In many ways, Saturday marked the end of a journey that stretched more than a century.
“I was just overwhelmed”, Pastor Tyler Millner said.
Museum officials say the new Smithsonian facility will chronicle the complex relationship between the USA and a people it once enslaved, and tell the story of those who worked to make the necessary changes to bring the country to where it is today.
Obama opens new African American Museum amid national racial strife was posted in World of TheNews International – https://www.thenews.com.pk on September 25, 2016 and was last updated on September 25, 2016.
“African Americans have given so much to our nation and sacrificed so much for this nation”, said Trump. And most importantly, see each other. “I think that’s why it’s so many killings”.
It’s a project that took a long time to become reality. And they were even cheerful enough to take the flawless selfie. The idea came up several times over the next 90 years, with no real progress made.
Former president George W. Bush, who spoke at the event, signed the law authorising the construction in 2003. Obama hoped the museum might “help a white visitor understand the pain and anger of demonstrators in places like Ferguson and Charlotte”.
“The story that is told here doesn’t just belong to black Americans, it belongs to all Americans”, President Obama said from the covered doorway. “By understanding this story, it binds us together and reaffirms we are all Americans”.
Bunch added, “If we’ve done our job right, I trust the museum will be [a] place for all Americans to ponder, reflect, learn, rejoice, collaborate and, ultimately, draw sustenance and inspiration from the lessons of history to make America better”.
“A great nation does not hide its history”, Bush said. “It faces its flaws and corrects them”.
The 400,000-square-foot museum is situated on five acres on Constitution Avenue adjacent to the Washington Monument.
Highlights include the dress Rosa Parks was sewing before she was arrested for refusing to give up her seat on a segregated bus, abolitionist Harriet Tubman’s hymn book, a $600 bill of sale for a teenage girl called Polly, and the coffin of Emmett Till, a teenager whose brutal murder in MS in 1955 mobilised the Civil Rights Movement.
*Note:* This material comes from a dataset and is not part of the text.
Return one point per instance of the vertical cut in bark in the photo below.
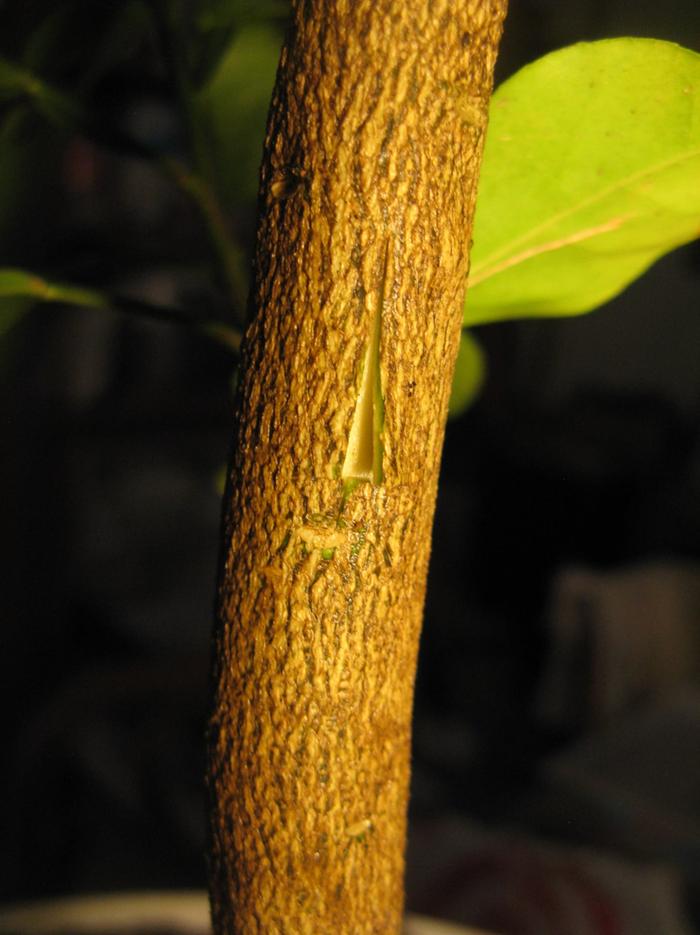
(368, 186)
Henry County resident Thomas Brookshaw came to the ceremony with his cousin David.
Millions of donors, both known and unknown, helped fund the museum. “And the sound of this bell will be echoed by others in houses of worship and town squares all across this country – an echo of the ringing bells that signaled Emancipation more than a century and a half ago; the sound, and the anthem, of American freedom”.
“People fight what they don’t know. When you’re scared, you make bad decisions”.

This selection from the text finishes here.